Stendiamo poi un velo pietoso sulla preparazione culturale di tali studenti, che arrivano in prima media, a volte, senza conoscere le operazioni aritmetiche o le regole grammaticali basilari. Inoltre va preso in considerazione il rapporto tra le famiglie e la scuola: genitori disposti a raccontare le storie più incredibili pur di giustificare i propri figli dinanzi a qualsiasi addebito disciplinare; sempre arroganti nei confronti dei docenti, che probabilmente considerano una sorta di baby sitter a basso costo; e così via ci sarebbe da scrivere un libro...

Vorrei far notare che l’età degli studenti adolescenti è particolarmente critica: se non si effettua un lavoro adeguato di educazione da parte sia delle famiglie sia della scuola primaria, difficilmente si potrà rimediare quando gli ormoni cominciano ad agire; certo nella scuola superiore la situazione migliora leggermente, seppur non di molto, perché poi (sempre più tardi) subentra anche un minimo grado di maturità. Infine mi pare che anche gli autori della ricerca pecchino d’indulgenza verso gli studenti quando notano che molti di essi si «annoiano» a scuola: da che mondo è mondo la scuola è un dovere, e in una certa misura una costrizione (come il lavoro, al quale dovrebbe essere propedeutica), e non un parco giochi nel quale si va per divertirsi!

ALBERTO MACCHIA

Le lettere che riceviamo sulla scuola raccontano spesso di un’incomprensione crescente tra famiglie e insegnanti, che si rimpallano le responsabilità di fallimenti e difficoltà scolastiche.

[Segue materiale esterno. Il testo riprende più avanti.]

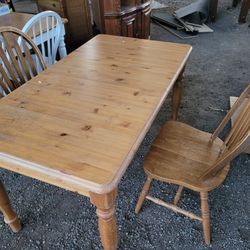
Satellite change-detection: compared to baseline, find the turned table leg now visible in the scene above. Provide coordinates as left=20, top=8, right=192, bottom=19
left=0, top=181, right=21, bottom=233
left=172, top=69, right=184, bottom=121
left=90, top=190, right=118, bottom=250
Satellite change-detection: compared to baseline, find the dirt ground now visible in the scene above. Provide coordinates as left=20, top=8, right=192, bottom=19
left=0, top=0, right=250, bottom=250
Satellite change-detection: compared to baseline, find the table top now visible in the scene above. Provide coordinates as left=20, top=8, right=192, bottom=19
left=0, top=12, right=68, bottom=30
left=0, top=35, right=191, bottom=195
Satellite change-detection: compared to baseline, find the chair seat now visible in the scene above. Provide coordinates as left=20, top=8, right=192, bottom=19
left=144, top=121, right=229, bottom=192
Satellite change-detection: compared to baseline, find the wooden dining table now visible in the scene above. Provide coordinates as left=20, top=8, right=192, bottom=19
left=0, top=12, right=68, bottom=59
left=0, top=35, right=192, bottom=249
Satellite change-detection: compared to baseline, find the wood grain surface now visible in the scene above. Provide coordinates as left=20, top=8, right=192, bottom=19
left=0, top=35, right=191, bottom=195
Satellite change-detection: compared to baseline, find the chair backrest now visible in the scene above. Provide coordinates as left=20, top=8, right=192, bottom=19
left=22, top=11, right=63, bottom=66
left=0, top=26, right=46, bottom=96
left=201, top=85, right=250, bottom=179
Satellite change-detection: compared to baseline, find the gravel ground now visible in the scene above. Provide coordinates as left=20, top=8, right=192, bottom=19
left=0, top=0, right=250, bottom=250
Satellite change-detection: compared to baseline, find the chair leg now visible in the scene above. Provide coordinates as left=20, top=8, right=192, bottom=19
left=0, top=181, right=21, bottom=233
left=200, top=192, right=211, bottom=245
left=174, top=186, right=184, bottom=206
left=135, top=176, right=153, bottom=214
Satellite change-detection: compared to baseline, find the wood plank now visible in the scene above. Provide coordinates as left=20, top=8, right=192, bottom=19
left=230, top=96, right=250, bottom=154
left=0, top=35, right=191, bottom=194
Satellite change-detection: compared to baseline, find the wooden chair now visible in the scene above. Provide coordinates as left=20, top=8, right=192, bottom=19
left=135, top=85, right=250, bottom=244
left=0, top=27, right=46, bottom=96
left=22, top=11, right=63, bottom=67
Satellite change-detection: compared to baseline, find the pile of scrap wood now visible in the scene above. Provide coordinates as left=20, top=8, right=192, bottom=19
left=151, top=0, right=213, bottom=38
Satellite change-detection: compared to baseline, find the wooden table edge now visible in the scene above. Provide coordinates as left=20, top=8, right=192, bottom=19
left=0, top=46, right=192, bottom=196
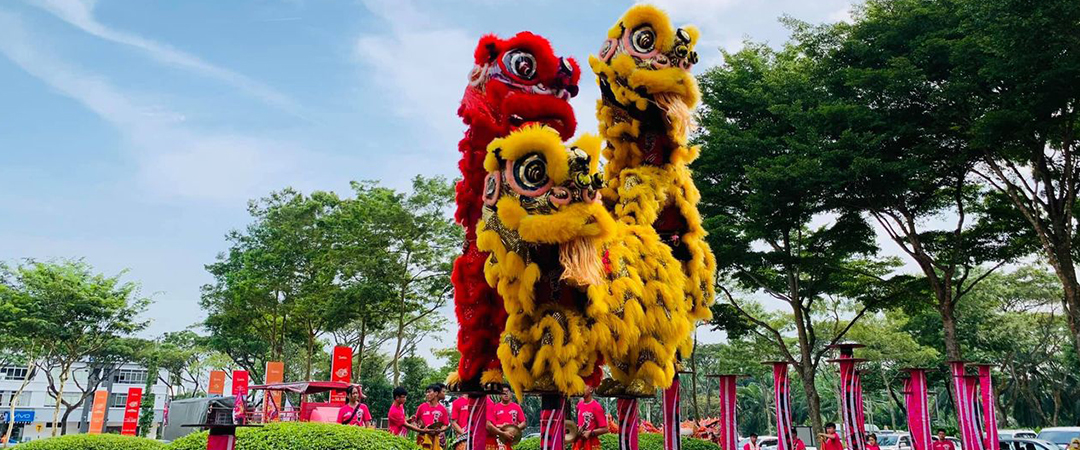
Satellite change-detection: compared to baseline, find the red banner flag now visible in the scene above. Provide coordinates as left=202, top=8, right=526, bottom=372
left=262, top=360, right=285, bottom=422
left=977, top=364, right=999, bottom=449
left=120, top=387, right=143, bottom=436
left=330, top=345, right=352, bottom=404
left=719, top=374, right=739, bottom=450
left=206, top=370, right=225, bottom=397
left=537, top=395, right=566, bottom=450
left=232, top=370, right=247, bottom=397
left=663, top=373, right=683, bottom=450
left=615, top=398, right=635, bottom=450
left=769, top=362, right=795, bottom=450
left=904, top=369, right=933, bottom=450
left=86, top=390, right=109, bottom=435
left=833, top=355, right=866, bottom=450
left=949, top=362, right=983, bottom=450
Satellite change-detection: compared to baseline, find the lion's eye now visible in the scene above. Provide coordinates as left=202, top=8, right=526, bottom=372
left=502, top=50, right=537, bottom=80
left=514, top=153, right=548, bottom=191
left=630, top=26, right=657, bottom=53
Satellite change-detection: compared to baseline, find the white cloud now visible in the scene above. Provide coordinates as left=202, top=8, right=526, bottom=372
left=0, top=11, right=311, bottom=201
left=355, top=0, right=476, bottom=148
left=25, top=0, right=298, bottom=112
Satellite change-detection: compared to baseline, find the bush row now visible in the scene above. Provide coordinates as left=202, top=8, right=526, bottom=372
left=514, top=433, right=720, bottom=450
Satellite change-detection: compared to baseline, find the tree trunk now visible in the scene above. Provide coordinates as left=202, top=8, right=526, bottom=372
left=52, top=364, right=71, bottom=436
left=790, top=302, right=825, bottom=433
left=352, top=319, right=367, bottom=383
left=799, top=365, right=825, bottom=434
left=306, top=332, right=315, bottom=380
left=0, top=353, right=33, bottom=448
left=937, top=298, right=961, bottom=360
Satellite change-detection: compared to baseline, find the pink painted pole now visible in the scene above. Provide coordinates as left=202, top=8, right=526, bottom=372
left=977, top=364, right=999, bottom=449
left=718, top=374, right=739, bottom=450
left=540, top=394, right=566, bottom=450
left=904, top=369, right=933, bottom=450
left=767, top=362, right=795, bottom=450
left=663, top=373, right=683, bottom=450
left=465, top=394, right=487, bottom=450
left=616, top=398, right=639, bottom=450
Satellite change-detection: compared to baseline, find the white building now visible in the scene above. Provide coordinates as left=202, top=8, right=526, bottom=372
left=0, top=364, right=168, bottom=442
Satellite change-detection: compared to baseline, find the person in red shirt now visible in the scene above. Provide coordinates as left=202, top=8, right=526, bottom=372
left=792, top=426, right=807, bottom=450
left=573, top=385, right=608, bottom=450
left=818, top=422, right=843, bottom=450
left=743, top=433, right=761, bottom=450
left=416, top=384, right=450, bottom=450
left=338, top=385, right=372, bottom=428
left=932, top=428, right=956, bottom=450
left=387, top=386, right=422, bottom=436
left=866, top=433, right=881, bottom=450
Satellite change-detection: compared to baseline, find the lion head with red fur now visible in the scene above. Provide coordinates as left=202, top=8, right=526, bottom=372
left=458, top=31, right=581, bottom=139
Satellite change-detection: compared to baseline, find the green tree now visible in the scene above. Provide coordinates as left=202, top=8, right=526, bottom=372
left=795, top=0, right=1024, bottom=359
left=353, top=176, right=461, bottom=385
left=694, top=43, right=895, bottom=431
left=0, top=260, right=150, bottom=436
left=956, top=0, right=1080, bottom=360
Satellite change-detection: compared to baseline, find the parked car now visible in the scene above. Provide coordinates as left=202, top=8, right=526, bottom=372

In mezzo, a farne le spese, gli studenti.

Il professore che ci scrive ha certamente ragione quando sottolinea come oggi troppi genitori abbiano rinunciato a responsabilizzare i figli mettendo in atto una difesa d’ufficio di fronte ad ogni critica: così non fanno altro che crescere cittadini deboli e non capaci poi di affrontare le difficoltà e le sfide della vita.

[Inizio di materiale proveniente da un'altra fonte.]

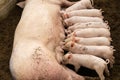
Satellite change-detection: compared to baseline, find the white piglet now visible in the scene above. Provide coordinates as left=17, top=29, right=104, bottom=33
left=68, top=22, right=110, bottom=31
left=64, top=16, right=104, bottom=26
left=64, top=41, right=114, bottom=68
left=65, top=0, right=93, bottom=12
left=63, top=53, right=109, bottom=80
left=67, top=28, right=110, bottom=38
left=64, top=9, right=103, bottom=18
left=65, top=37, right=111, bottom=46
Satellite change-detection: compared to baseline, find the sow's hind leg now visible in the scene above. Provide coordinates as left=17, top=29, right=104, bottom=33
left=10, top=40, right=81, bottom=80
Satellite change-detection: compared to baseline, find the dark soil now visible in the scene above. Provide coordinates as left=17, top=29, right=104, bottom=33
left=0, top=0, right=120, bottom=80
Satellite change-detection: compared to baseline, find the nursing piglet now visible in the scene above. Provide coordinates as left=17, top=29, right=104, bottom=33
left=63, top=53, right=109, bottom=80
left=68, top=22, right=110, bottom=31
left=65, top=37, right=111, bottom=46
left=64, top=16, right=104, bottom=26
left=63, top=9, right=103, bottom=18
left=64, top=41, right=114, bottom=68
left=65, top=0, right=93, bottom=12
left=67, top=28, right=110, bottom=38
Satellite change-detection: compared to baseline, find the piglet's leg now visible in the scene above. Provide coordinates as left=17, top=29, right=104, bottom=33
left=63, top=0, right=76, bottom=6
left=64, top=66, right=85, bottom=80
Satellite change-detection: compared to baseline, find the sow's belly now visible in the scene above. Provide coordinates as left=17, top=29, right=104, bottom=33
left=10, top=40, right=58, bottom=80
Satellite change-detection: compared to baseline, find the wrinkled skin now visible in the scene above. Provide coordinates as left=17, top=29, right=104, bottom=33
left=0, top=0, right=16, bottom=21
left=10, top=0, right=84, bottom=80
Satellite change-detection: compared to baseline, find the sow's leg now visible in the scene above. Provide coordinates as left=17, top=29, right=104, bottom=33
left=10, top=40, right=83, bottom=80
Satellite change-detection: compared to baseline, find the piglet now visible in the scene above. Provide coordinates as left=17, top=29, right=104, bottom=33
left=63, top=41, right=115, bottom=68
left=63, top=53, right=109, bottom=80
left=68, top=22, right=110, bottom=31
left=63, top=9, right=103, bottom=18
left=64, top=16, right=104, bottom=26
left=67, top=28, right=110, bottom=38
left=65, top=37, right=111, bottom=46
left=65, top=0, right=93, bottom=12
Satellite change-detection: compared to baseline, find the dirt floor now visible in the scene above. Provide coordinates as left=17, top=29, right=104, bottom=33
left=0, top=0, right=120, bottom=80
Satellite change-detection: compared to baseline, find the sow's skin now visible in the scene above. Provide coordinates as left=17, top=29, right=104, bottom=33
left=10, top=0, right=84, bottom=80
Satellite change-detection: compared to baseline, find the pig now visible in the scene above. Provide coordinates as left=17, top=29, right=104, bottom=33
left=65, top=37, right=111, bottom=46
left=65, top=0, right=93, bottom=12
left=67, top=28, right=110, bottom=38
left=64, top=16, right=104, bottom=26
left=68, top=22, right=110, bottom=31
left=63, top=41, right=115, bottom=68
left=62, top=9, right=103, bottom=19
left=0, top=0, right=16, bottom=21
left=10, top=0, right=84, bottom=80
left=62, top=53, right=110, bottom=80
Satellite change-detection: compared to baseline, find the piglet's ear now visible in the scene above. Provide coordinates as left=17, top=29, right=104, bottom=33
left=16, top=1, right=25, bottom=8
left=71, top=42, right=75, bottom=47
left=68, top=54, right=72, bottom=59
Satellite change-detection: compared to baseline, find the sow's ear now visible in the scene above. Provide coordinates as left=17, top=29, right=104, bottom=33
left=16, top=1, right=26, bottom=8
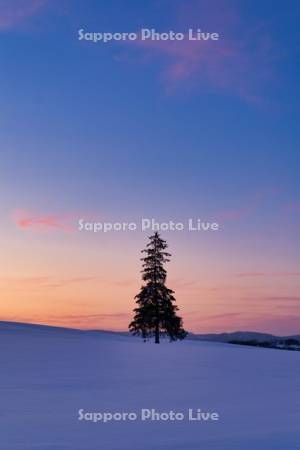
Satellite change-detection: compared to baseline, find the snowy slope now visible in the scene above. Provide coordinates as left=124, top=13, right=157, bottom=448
left=0, top=323, right=300, bottom=450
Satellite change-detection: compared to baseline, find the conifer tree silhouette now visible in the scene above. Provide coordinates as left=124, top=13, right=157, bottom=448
left=129, top=232, right=187, bottom=344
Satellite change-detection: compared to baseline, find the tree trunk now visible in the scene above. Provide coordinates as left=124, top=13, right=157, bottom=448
left=155, top=324, right=159, bottom=344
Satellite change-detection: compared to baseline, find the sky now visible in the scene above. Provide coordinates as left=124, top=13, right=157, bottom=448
left=0, top=0, right=300, bottom=335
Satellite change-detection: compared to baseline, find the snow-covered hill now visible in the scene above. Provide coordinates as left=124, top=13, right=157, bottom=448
left=0, top=322, right=300, bottom=450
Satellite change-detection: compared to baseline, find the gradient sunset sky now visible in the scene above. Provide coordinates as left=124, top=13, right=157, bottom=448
left=0, top=0, right=300, bottom=335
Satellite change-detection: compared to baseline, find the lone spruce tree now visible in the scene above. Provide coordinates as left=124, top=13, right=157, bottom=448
left=129, top=233, right=187, bottom=344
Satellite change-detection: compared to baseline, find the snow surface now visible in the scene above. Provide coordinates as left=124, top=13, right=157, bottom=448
left=0, top=323, right=300, bottom=450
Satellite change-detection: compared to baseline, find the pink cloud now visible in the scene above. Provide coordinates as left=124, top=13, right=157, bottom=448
left=124, top=0, right=273, bottom=102
left=0, top=0, right=48, bottom=30
left=236, top=271, right=300, bottom=278
left=12, top=210, right=75, bottom=232
left=0, top=276, right=96, bottom=292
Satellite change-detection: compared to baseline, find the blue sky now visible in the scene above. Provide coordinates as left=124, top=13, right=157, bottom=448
left=0, top=0, right=300, bottom=331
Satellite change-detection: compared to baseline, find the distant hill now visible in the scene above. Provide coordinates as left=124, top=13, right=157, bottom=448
left=188, top=331, right=300, bottom=342
left=0, top=321, right=300, bottom=342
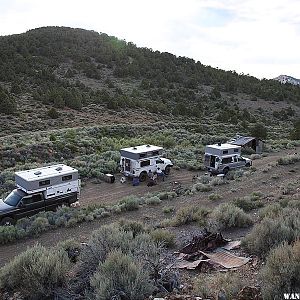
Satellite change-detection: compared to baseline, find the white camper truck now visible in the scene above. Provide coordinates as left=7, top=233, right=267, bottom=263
left=0, top=164, right=80, bottom=225
left=120, top=145, right=173, bottom=181
left=204, top=143, right=252, bottom=174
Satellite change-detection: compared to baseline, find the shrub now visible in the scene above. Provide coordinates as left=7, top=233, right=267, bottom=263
left=260, top=241, right=300, bottom=300
left=27, top=217, right=50, bottom=235
left=208, top=194, right=222, bottom=201
left=146, top=196, right=162, bottom=205
left=191, top=183, right=212, bottom=192
left=210, top=177, right=227, bottom=186
left=0, top=226, right=26, bottom=244
left=193, top=272, right=244, bottom=299
left=162, top=206, right=175, bottom=214
left=81, top=225, right=133, bottom=271
left=119, top=219, right=146, bottom=237
left=232, top=197, right=264, bottom=212
left=0, top=245, right=70, bottom=299
left=277, top=155, right=300, bottom=165
left=171, top=206, right=209, bottom=226
left=158, top=192, right=177, bottom=200
left=48, top=107, right=59, bottom=119
left=258, top=203, right=283, bottom=220
left=250, top=154, right=262, bottom=160
left=76, top=225, right=161, bottom=296
left=209, top=203, right=252, bottom=231
left=196, top=175, right=211, bottom=184
left=91, top=250, right=154, bottom=300
left=242, top=208, right=300, bottom=257
left=119, top=196, right=139, bottom=211
left=150, top=229, right=175, bottom=248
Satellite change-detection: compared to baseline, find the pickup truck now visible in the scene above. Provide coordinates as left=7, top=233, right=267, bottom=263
left=0, top=189, right=78, bottom=225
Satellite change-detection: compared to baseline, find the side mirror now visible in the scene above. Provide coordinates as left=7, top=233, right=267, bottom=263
left=18, top=200, right=26, bottom=207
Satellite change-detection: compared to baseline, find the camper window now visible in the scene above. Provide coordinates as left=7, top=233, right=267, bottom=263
left=140, top=160, right=150, bottom=168
left=22, top=194, right=43, bottom=205
left=61, top=175, right=72, bottom=181
left=39, top=179, right=50, bottom=186
left=222, top=157, right=232, bottom=164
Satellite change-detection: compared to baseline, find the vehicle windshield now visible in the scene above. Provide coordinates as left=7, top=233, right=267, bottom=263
left=3, top=190, right=26, bottom=206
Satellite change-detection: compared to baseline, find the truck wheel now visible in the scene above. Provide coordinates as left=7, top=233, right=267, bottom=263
left=139, top=172, right=147, bottom=182
left=0, top=217, right=15, bottom=226
left=223, top=167, right=229, bottom=175
left=164, top=166, right=171, bottom=175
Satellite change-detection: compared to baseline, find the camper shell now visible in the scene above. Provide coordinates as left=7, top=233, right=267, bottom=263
left=15, top=164, right=80, bottom=198
left=120, top=145, right=173, bottom=181
left=204, top=143, right=252, bottom=174
left=0, top=164, right=80, bottom=225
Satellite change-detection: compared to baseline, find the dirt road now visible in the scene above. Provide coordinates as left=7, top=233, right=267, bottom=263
left=0, top=147, right=300, bottom=266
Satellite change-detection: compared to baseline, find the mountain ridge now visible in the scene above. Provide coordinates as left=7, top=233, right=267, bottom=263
left=274, top=75, right=300, bottom=85
left=0, top=27, right=300, bottom=133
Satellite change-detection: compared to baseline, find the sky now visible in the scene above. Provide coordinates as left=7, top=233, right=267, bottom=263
left=0, top=0, right=300, bottom=79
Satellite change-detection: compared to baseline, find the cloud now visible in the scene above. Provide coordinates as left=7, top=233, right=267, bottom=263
left=0, top=0, right=300, bottom=78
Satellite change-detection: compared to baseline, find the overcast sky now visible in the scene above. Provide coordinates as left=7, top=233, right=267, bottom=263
left=0, top=0, right=300, bottom=78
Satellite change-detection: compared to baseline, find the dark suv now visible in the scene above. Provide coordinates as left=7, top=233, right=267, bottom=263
left=0, top=189, right=78, bottom=225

Gli insegnanti dall’altra parte dovrebbero rendersi però conto che coinvolgere i ragazzi dovrebbe essere una priorità, che non ci può essere un gap così profondo tra la scuola e il mondo tecnologico in cui gli studenti vivono. Aggiornare le didattiche e provare a rompere il «muro» che si viene a creare è doveroso, così come dovrebbe essere doverosa un’alleanza tra genitori e professori, l’unica capace di farci progredire.